I’m going to call this common experience The Man from Porlock. Why ever that?
The writer and poet Samuel Taylor Coleridge (who wrote the poem “The Rime of the Ancient Mariner” about the amazing adventures of a troubled seafarer) came up with the idea. You know how before writing anything important you need to do lots of thinking and planning. Think, for instance, of how difficult it can be to find the words, which express our thoughts and feelings when a crisis or bereavement occur. Coleridge was no doubt planning and thinking about a great idea for a future work when an unexpected caller from the nearby village of Porlock turned up to see him. And that was the end of the great idea.
The Man from Porlock could stand for anything that disrupts the ordered, planned or hoped-for course of events: the unexpected visitor or phone call, yes; but also things like illness, bad news, accidents we would definitely wish hadn’t happened. So how do we react when such things occur? With small matters, grumpily, I expect, as Coleridge did when the Man from Porlock showed up and disrupted his thoughts. Irritation, annoyance, anger, sadness or regret in more serious issues…depending on what guise the Man from Porlock takes in our life.
He can certainly impede our understanding of the answers to life’s serious issues, the Big Questions, if you like, of the meaning and sense of our lives. Or has distraction become so constant that we never explore thoughts about our life’s spiritual journey and destination? Has the Man from Porlock called so often and thereby provided us with so many short-term spurious stop-gap answers, that such wider considerations have become irrelevant or scorned? But such distractions don’t really satisfy our deepest longings and fears. When the aches and pains and anxieties assail us at the darkest hour of the night, pretence and bravado tend to fall away as we fret and become aware of our heart beating…but for how long, O Lord?
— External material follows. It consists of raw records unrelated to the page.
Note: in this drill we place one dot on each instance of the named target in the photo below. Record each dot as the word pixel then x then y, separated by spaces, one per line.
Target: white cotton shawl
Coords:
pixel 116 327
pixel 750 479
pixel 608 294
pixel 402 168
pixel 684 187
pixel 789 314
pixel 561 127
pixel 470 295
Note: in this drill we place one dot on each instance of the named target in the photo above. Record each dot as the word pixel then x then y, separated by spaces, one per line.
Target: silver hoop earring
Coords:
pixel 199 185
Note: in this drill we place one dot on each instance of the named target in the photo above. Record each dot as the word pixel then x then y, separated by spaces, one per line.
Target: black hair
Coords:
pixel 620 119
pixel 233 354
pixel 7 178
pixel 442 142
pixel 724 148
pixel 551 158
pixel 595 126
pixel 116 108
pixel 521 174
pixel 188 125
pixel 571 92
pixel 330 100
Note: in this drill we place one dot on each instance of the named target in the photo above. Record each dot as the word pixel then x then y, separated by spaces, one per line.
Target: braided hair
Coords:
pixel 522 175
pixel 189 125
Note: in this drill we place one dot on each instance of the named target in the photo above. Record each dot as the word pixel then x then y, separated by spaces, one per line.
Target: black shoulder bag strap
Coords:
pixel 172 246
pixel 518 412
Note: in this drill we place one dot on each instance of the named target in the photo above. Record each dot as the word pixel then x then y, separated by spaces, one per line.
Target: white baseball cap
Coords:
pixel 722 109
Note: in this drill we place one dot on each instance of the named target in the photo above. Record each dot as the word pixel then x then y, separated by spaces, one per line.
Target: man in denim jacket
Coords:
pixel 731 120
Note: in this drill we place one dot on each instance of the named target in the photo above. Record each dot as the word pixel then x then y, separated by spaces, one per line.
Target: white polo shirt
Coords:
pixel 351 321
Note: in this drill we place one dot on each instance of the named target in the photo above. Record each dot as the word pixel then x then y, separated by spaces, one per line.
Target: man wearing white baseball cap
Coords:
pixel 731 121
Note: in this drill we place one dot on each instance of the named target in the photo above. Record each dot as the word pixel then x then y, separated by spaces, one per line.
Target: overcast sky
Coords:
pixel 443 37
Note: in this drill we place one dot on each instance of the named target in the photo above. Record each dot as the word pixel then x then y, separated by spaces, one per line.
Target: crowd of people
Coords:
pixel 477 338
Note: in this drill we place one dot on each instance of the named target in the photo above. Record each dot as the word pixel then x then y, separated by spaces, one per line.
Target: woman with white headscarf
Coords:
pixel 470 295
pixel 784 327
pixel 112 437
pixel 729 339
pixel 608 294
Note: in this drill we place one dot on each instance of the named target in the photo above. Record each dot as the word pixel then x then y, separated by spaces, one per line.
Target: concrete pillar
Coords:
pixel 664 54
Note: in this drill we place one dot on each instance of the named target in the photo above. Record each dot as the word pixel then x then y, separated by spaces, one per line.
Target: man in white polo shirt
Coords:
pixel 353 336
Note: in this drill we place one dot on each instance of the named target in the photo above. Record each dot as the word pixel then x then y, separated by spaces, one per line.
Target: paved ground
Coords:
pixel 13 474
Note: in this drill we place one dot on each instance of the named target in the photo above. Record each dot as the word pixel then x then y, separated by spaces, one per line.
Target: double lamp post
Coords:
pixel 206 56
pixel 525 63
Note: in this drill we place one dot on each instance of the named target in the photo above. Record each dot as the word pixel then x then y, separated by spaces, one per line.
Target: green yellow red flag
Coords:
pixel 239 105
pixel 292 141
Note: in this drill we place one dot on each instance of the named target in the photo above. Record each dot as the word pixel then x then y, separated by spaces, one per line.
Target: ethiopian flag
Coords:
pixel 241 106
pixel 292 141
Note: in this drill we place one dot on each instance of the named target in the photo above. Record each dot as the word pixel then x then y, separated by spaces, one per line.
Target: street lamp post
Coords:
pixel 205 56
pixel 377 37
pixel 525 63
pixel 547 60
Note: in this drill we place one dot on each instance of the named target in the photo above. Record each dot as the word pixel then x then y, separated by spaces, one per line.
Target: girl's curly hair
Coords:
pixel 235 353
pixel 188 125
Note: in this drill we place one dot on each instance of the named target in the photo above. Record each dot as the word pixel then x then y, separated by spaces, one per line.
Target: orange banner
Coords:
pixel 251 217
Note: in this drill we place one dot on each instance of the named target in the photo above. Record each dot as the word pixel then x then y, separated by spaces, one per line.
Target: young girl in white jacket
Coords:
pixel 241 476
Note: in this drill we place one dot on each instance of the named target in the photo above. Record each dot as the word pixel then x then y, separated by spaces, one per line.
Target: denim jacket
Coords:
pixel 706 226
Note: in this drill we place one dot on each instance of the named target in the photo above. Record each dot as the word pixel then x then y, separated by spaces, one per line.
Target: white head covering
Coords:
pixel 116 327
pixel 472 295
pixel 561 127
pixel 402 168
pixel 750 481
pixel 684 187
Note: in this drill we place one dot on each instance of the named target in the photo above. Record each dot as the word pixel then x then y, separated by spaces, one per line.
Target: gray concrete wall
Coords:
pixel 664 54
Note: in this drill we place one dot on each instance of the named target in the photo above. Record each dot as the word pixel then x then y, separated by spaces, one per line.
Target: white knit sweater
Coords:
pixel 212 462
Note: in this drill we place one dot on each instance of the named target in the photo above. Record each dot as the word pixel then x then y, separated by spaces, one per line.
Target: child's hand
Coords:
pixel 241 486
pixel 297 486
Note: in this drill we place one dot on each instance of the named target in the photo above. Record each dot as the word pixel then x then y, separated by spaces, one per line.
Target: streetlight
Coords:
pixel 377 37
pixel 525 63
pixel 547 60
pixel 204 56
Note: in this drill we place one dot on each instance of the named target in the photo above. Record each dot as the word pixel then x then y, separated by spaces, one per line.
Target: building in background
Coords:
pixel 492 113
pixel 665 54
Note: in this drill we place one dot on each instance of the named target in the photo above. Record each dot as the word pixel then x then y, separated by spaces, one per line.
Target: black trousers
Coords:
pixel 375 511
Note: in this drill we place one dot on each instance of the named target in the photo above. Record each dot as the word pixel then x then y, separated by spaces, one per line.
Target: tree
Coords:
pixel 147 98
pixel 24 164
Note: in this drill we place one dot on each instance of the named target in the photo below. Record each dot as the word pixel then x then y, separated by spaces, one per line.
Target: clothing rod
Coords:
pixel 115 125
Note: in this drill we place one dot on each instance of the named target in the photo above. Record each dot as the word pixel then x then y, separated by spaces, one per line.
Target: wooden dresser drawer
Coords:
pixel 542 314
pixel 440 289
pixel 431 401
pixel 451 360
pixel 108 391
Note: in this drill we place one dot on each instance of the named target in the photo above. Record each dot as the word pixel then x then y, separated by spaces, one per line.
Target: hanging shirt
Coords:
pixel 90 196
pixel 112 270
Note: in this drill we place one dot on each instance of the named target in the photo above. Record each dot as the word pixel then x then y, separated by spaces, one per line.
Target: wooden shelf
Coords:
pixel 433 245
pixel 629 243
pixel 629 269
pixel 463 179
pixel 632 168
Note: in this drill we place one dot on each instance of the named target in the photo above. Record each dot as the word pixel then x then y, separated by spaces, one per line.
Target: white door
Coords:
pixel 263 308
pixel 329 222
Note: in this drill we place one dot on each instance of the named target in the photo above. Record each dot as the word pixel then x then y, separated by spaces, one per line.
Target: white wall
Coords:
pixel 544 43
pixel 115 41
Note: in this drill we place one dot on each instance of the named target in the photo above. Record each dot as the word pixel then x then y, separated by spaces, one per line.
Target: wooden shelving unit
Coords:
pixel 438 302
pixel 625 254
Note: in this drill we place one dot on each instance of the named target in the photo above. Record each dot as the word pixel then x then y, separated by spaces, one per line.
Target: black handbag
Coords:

Winter can be a glorious season, especially for those who relish energetic outdoor activities. It’s a season with a heightened, almost poignant delight in the smaller, subtler shades of light and colour and texture. It’s also the time of year for a more enforced indoor routine, often with its cosy overtones of feasting and hibernating in the warm den. But the prolonged darkness and bleakness can underline and heighten people’s anxiety, loneliness, and worries about all sorts of things: family, friends, finance, the economy, paying all those bills, that suspect bit on the roof, the future…
But are these things sometimes, perhaps, just another guise the Man from Porlock wears when trying to draw us away from what really matters? If Christianity means anything, it means a powerful hope that the bleak midwinter of nature’s death and decay is not all there is. How do we keep that light alive in the darkness?
Perhaps by making every conscious effort not to be distracted by the Man from Porlock in whatever guise he shows up. We need to call to mind and remember what it is that the Man from Nazareth is trying to tell us as the season approaches when we celebrate the arrival of his presence in our midst: the staggering concept of Immanuel, God with us.